The fascinating field of antibody research was all but unknown just a decade ago. Today, drugs based on human and biosimilar antibodies constitute the quickest growing class of therapeutic agents. Read on to find out about key trends in antibody research to watch in 2019 and beyond.
Pharmaceutical engineering and biotechnology companies have been researching the use of antibodies for living organisms as a means of providing targeted immunotherapy. This approach has the lofty goal of using natural substances found in the human body or biosimilar substances engineered in labs to improve immune system function.
There are a few types of antibody-based immunotherapy currently in practice or undergoing research. They include monoclonal antibody therapy, non-specific immunotherapy, T-cell therapy, and others. Today’s antibody research focuses on different chronic diseases, including rheumatoid arthritis, but the most promising research pertains to finding new cancer treatments.
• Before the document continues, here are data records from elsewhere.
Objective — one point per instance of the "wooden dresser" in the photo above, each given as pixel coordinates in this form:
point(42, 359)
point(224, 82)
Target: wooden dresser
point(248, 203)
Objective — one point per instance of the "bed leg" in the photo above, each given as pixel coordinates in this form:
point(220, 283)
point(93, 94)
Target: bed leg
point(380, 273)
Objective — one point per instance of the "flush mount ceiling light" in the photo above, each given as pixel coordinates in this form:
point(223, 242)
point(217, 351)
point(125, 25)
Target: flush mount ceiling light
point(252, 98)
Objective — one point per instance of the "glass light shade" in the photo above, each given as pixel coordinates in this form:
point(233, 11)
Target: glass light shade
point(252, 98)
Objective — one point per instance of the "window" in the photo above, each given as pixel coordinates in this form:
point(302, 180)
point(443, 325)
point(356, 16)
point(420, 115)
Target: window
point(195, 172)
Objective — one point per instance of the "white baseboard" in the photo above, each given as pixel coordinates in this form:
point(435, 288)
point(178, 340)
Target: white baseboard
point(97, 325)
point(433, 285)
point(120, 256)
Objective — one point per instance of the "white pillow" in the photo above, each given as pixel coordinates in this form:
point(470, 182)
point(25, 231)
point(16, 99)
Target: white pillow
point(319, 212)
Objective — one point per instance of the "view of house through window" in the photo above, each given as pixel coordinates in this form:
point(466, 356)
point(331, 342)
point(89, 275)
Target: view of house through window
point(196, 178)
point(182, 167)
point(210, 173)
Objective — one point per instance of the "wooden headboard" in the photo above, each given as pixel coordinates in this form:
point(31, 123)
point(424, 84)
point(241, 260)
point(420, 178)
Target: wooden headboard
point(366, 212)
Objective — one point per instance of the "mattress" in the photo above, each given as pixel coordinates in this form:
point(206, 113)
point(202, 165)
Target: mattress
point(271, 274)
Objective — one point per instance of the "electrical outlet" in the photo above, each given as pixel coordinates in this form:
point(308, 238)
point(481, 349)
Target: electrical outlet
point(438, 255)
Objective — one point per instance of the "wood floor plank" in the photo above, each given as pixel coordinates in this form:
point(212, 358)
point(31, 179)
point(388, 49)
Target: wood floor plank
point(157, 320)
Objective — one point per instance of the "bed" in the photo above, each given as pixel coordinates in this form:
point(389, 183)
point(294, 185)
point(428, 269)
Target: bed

Antibodies and Cancer Treatment
Pharmaceutical companies have been manufacturing targeted antibody therapies for cancer patients for several years. Monoclonal antibodies work by blocking abnormal protein formation in cancer cells without affecting healthy cells. They also flag the cells so that patients’ immune systems can find and destroy them more easily.
Immune checkpoint inhibitors are also gaining popularity as effective treatments for cancer. They work by blocking patients’ PD-1/PD-L1 and CTLA-4 pathways, which cancer cells can use to escape detection by the patients’ immune systems. Blocking these pathways allows patients’ immune systems to find and respond to growing cancer cells.
Current antibody research focuses on tumor-agnostic treatments. Doctors can prescribe antibody therapies like pembrolizumab to treat metastatic tumors that are resistant to surgery. In order for antibody therapies like pembrolizumab and others to be effective, patients’ tumors must have specific genetic changes that cause them not to repair DNA damage well.
Increased FDA Approval of Biosimilar Products
The US Food and Drug Administration (FDA) started approving biosimilar products of antibody therapeutic drugs four years ago. In March 2019, the FDA approved 16 new biosimilar antibody therapies. They include biosimilars of five reference products: trastuzumab, adalimumab, infliximab, bevacizumab, and rituximab.
Sandoz is currently running a Phase 1/3 clinical study to compare the pharmacodynamics, pharmacokinetics, immunogenicity, safety, and effectiveness of a proposed biosimilar of denosumab called GP2411 that could be used in the future to treat osteoporosis in postmenopausal women. Samsung Bioepis Co., Ltd., is currently performing a Phase 3 evaluation of a proposed ranibizumab biosimilar to Lucentis, referred to as SB11, for use in treating neovascular age-related macular degeneration that will be completed in November. Formycon and Bioeq IP AG submitted an application to the FDA for another biosimilar of Lucentis FYB201, with the intention of beginning to market it in the US in 2021.
The Bottom Line
Antibody therapies provide safe and effective solutions for patients with chronic illnesses ranging from rheumatoid arthritis to macular degeneration and even cancer. The field of antibody research is still in its infancy, though. It’s worth paying attention to what’s happening now and what experts in the field expect to happen next.
Doctors, pharmacists, and scientists can expect to see many advances in this revolutionary field in the coming years as the FDA continues to approve new therapeutic drugs. Patients can expect these drugs to become more accessible as additional biosimilars gain FDA approval and researchers discover new ways to take advantage of antibody therapies to create new cures.